I take it you have never tried any of the Mental Mentor Graphics CAD tools. Or any of the IBM Rational products, which tend to be the most fragile way of solving your problems.
Here! Here! Don't get me started on both of those... we use Mentor Graphics CAD tools and IBM Rational CC, CQ, and all the new ones from IBM too!!! To make things even worse our stuff is all multisited as well. A lot of the new more "devops" stuff seems pretty good ie. gitlab, jira, confluence, mattermost, jenkins, etc. We support them all.
Best Regards,
Bill
LMAO there is a human on the planet that likes Jenkins, devourer of inodes, scourge of incremental backups and a lesson to us all, on the grade of the nazi party, on how to fuck up concurrency and plug-in management.
The last company I worked for had a Jenkins instance called Manuel, after the waiter/butler in fawlty towers. This was because he was a useless idiot
I’m not going to dignify any Atlassian products with an answer. Their not ironic slogan for years being “because you’ve got issues”

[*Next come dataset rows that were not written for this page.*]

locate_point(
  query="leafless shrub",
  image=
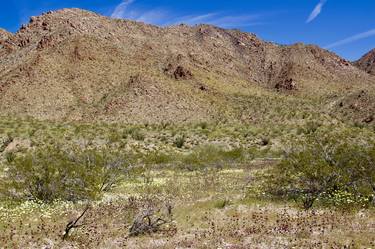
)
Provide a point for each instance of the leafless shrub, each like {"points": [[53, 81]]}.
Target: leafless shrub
{"points": [[151, 220]]}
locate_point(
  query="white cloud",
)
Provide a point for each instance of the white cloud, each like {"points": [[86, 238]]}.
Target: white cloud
{"points": [[352, 39], [163, 17], [120, 9], [157, 16], [317, 10]]}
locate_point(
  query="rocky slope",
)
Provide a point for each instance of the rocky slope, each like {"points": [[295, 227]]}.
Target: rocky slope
{"points": [[77, 65], [367, 62]]}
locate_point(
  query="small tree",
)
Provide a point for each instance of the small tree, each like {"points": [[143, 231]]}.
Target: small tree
{"points": [[48, 174], [324, 165]]}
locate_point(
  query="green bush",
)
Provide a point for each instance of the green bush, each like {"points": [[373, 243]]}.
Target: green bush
{"points": [[50, 174], [179, 141], [212, 156], [327, 168]]}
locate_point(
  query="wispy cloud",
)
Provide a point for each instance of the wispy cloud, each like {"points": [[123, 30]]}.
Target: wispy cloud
{"points": [[317, 10], [163, 17], [120, 9], [352, 39]]}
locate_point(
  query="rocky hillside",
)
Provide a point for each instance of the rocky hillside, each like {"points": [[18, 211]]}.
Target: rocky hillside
{"points": [[367, 62], [77, 65]]}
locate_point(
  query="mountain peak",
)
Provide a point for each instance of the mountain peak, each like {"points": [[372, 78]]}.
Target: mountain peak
{"points": [[76, 64]]}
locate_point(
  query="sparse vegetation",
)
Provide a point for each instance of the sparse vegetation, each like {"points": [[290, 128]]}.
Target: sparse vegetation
{"points": [[337, 169], [50, 174]]}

Devops. Writing a book on that at the moment believe it or not. Actually it’s more of an explanation of how the software industry got where it did today and how to fix it. Fads be fads. Best thing about devops is the free training and sandwiches
Edit: watch out for ninjas when you’re doing devops. They’re everywhere. Our resident devops ninja lurks in my garden waiting to slit his opponent’s throat. However every time I trash his plans with a well placed edge case. He limps off into the darkness shaking his little ninja fist at the sky shouting “damn you monolithic process”
Edit 2: if anyone wants to real an “excellent” book, grab a copy of “the Phoenix project”. It’s kind of like Mein Kampf for software folk. A terribly misguided insane rambling about how to make the world a better place.